Stepping back for a minute, we recall that last year JMMB restructured itself and then emerged as a subsidiary of JMMB Group Ltd, which replaced JMMB as the listed company on the Jamaican and T&T exchanges. In other words, JMMB opted to become a holding company, which apparently makes it easier for regulators to monitor and police the subsidiary companies.

It seems likely that this kind of transformation is being contemplated by the Lee-Chin/NCBJ entities.

Consequently, at some future date, it is possible that NCBFG will replace NCBJ as the parent company and also become the listed entity on the two exchanges.

We also recall that NCBJ owns 26.3 per cent of JMMB Group in an escrow account. In the interest of greater competition in Jamaica, would this new investment in GHL now encourage the Jamaican regulators to insist on NCBJ disposing of its JMMB Group holding? If implemented, those funds could help reduce NCBJ’s debt that it incurred to make the GHL acquisition.

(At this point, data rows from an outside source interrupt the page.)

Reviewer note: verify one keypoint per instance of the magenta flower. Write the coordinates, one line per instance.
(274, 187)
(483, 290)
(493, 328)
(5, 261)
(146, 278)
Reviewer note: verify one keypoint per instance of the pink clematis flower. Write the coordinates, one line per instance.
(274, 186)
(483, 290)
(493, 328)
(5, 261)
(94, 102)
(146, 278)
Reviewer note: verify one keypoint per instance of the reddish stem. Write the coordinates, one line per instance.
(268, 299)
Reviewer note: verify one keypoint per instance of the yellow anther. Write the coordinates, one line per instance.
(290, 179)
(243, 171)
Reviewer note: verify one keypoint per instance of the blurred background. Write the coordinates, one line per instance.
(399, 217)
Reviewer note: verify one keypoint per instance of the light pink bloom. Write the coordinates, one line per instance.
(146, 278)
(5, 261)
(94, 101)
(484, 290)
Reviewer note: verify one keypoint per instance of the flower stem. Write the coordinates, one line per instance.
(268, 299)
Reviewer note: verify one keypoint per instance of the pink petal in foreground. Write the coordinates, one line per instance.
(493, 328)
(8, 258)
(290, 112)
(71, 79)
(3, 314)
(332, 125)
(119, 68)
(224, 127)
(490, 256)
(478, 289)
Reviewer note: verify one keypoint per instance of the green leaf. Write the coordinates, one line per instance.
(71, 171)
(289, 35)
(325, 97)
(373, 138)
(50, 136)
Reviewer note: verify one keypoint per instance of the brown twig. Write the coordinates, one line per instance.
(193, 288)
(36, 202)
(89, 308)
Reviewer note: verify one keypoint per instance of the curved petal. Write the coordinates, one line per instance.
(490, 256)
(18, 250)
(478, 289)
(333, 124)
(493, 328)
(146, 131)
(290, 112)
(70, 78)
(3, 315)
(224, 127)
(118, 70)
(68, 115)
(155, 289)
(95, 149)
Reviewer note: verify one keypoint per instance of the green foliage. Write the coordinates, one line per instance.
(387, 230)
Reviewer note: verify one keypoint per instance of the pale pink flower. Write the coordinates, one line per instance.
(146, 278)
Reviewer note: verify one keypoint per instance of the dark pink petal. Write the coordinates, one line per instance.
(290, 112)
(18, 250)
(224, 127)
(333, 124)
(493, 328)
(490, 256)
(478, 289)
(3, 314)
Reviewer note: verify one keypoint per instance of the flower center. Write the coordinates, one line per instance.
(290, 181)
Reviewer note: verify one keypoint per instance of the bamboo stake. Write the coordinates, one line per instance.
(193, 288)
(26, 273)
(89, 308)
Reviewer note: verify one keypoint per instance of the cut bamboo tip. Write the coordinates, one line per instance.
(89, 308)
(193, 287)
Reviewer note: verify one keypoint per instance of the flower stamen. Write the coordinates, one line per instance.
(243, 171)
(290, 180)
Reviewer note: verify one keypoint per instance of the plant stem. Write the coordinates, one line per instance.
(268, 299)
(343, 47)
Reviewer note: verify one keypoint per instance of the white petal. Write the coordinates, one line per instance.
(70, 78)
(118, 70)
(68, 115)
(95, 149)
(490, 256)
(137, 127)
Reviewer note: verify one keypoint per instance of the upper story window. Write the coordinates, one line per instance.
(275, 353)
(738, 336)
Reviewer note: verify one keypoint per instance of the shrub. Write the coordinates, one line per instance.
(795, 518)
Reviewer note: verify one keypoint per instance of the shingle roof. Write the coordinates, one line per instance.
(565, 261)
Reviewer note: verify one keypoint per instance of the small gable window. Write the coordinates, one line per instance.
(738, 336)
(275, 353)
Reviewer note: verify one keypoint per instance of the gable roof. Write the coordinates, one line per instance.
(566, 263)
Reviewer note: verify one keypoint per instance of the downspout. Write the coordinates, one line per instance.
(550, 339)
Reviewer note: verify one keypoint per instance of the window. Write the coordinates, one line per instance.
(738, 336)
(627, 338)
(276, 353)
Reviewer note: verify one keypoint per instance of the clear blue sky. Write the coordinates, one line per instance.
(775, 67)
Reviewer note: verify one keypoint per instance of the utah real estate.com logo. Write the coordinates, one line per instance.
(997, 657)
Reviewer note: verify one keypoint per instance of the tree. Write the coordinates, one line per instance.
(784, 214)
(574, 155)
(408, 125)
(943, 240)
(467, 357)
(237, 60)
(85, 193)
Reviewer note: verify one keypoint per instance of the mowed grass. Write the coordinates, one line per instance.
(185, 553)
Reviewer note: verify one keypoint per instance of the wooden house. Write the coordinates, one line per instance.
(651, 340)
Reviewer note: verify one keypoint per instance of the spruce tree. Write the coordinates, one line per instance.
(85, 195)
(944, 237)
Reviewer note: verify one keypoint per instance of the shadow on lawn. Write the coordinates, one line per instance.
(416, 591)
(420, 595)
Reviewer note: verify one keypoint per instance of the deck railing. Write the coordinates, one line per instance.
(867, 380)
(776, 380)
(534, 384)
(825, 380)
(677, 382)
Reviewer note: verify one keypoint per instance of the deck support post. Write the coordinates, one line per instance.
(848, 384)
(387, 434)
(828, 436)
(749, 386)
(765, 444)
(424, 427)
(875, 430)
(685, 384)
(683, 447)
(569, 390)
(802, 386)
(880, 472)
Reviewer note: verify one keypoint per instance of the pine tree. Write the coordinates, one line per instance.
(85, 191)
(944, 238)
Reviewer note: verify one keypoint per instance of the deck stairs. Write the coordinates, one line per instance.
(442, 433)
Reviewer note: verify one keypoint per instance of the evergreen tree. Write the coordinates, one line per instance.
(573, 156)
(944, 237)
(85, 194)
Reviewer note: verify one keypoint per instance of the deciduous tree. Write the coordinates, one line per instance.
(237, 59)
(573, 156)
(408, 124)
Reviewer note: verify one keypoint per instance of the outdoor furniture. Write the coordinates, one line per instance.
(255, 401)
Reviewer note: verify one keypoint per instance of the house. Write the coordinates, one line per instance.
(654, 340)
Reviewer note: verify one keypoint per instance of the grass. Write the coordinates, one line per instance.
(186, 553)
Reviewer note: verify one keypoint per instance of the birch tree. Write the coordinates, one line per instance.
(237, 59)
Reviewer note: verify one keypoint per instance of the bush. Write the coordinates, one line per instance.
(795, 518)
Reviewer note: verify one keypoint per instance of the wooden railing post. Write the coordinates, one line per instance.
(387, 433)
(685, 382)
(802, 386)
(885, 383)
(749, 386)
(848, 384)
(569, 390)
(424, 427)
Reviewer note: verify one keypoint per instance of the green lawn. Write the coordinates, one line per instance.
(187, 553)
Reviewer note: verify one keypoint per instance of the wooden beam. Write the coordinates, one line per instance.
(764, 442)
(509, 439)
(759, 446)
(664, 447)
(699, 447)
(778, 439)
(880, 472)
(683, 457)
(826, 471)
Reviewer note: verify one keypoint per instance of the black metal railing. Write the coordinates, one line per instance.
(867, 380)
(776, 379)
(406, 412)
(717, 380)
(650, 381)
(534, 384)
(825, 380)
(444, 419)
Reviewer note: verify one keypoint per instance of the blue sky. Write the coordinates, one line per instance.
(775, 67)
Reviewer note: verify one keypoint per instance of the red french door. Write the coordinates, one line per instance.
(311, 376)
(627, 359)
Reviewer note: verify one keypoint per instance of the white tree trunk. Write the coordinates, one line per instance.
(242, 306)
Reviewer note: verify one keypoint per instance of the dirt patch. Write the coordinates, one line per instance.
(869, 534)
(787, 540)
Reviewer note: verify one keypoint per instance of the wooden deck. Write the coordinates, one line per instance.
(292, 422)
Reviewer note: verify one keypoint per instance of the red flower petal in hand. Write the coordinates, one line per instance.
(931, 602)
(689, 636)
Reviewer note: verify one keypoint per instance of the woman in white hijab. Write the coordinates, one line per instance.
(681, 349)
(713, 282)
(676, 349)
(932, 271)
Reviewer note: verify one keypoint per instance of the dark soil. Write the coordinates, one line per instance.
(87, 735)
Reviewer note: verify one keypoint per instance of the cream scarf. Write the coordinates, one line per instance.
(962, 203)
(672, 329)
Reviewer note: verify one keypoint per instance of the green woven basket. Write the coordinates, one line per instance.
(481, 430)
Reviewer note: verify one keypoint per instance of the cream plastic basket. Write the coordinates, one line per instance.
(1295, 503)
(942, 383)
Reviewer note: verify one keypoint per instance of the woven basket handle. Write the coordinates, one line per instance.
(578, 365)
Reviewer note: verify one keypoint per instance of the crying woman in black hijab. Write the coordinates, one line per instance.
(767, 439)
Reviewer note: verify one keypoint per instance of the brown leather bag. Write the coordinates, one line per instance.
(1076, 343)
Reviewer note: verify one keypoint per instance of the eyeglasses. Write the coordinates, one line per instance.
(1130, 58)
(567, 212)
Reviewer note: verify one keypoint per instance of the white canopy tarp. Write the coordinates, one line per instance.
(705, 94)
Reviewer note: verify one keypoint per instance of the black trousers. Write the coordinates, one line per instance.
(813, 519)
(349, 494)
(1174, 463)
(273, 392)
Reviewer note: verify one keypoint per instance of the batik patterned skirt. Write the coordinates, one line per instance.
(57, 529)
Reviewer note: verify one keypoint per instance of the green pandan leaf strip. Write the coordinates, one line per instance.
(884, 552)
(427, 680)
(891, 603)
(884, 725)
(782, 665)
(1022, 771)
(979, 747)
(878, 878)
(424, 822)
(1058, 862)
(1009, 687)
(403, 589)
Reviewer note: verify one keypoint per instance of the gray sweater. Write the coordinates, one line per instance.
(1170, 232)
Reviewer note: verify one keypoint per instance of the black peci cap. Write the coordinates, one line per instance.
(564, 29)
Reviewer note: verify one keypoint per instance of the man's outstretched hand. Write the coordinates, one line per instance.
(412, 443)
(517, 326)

Recently, we have seen the exit of two Trinidad-based directors and the appointment of three NCBJ directors to GHL’s board. Also, we know that the combination of NCBJ (29.99 per cent) and Tenetic/Ahamad/Lok Jack interests (21.84 per cent) results in the combined entities having almost 52 per cent of the voting shares in GHL; consequently, for the time being, there may be no rush for NCBJ interests to seek full control of the company.

In the case of NCBJ, shareholders have the temporary burden of the purchase of a large block of GHL at a price that represented a more than 66 per cent premium over the then-current price of around $13.00; that was the price at which the put-through transactions were executed on the TTSE. Of course, the justification for that generous price should evolve over time.

What synergies can be achieved between the two groups?

Perhaps, GHL’s general insurance interests may be amalgamated with similar companies that NCBJ owns in Jamaica? On the other side, there could be a consolidation and/or cross-selling of the investment products that each company offers? These and similar initiatives would evolve over time.

In the interim and barring any major upheavals, it seems sensible for stockholders to continue to hold on to their GHL shares; doing so should see them enjoy modest and sustained capital appreciation accompanied by regular increases in dividends. Perhaps, current shareholders should stop “dumping” their shares at these “give-away” prices?

Of course, when the time is right, the NCBJ Group may decide to complete the acquisition; probably at a very handsome premium above the current price. That eventuality should see both Tenetic and NCBJ interests’ benefit; the former being relieved to effect inter-generational liquidity and transfers while the latter comes closer to its pan-Caribbean dream.

Finally, would the outcome have been simpler, fairer and more transparent if NCBFG had made a bid for 100 per cent of GHL using a combination of cash and shares?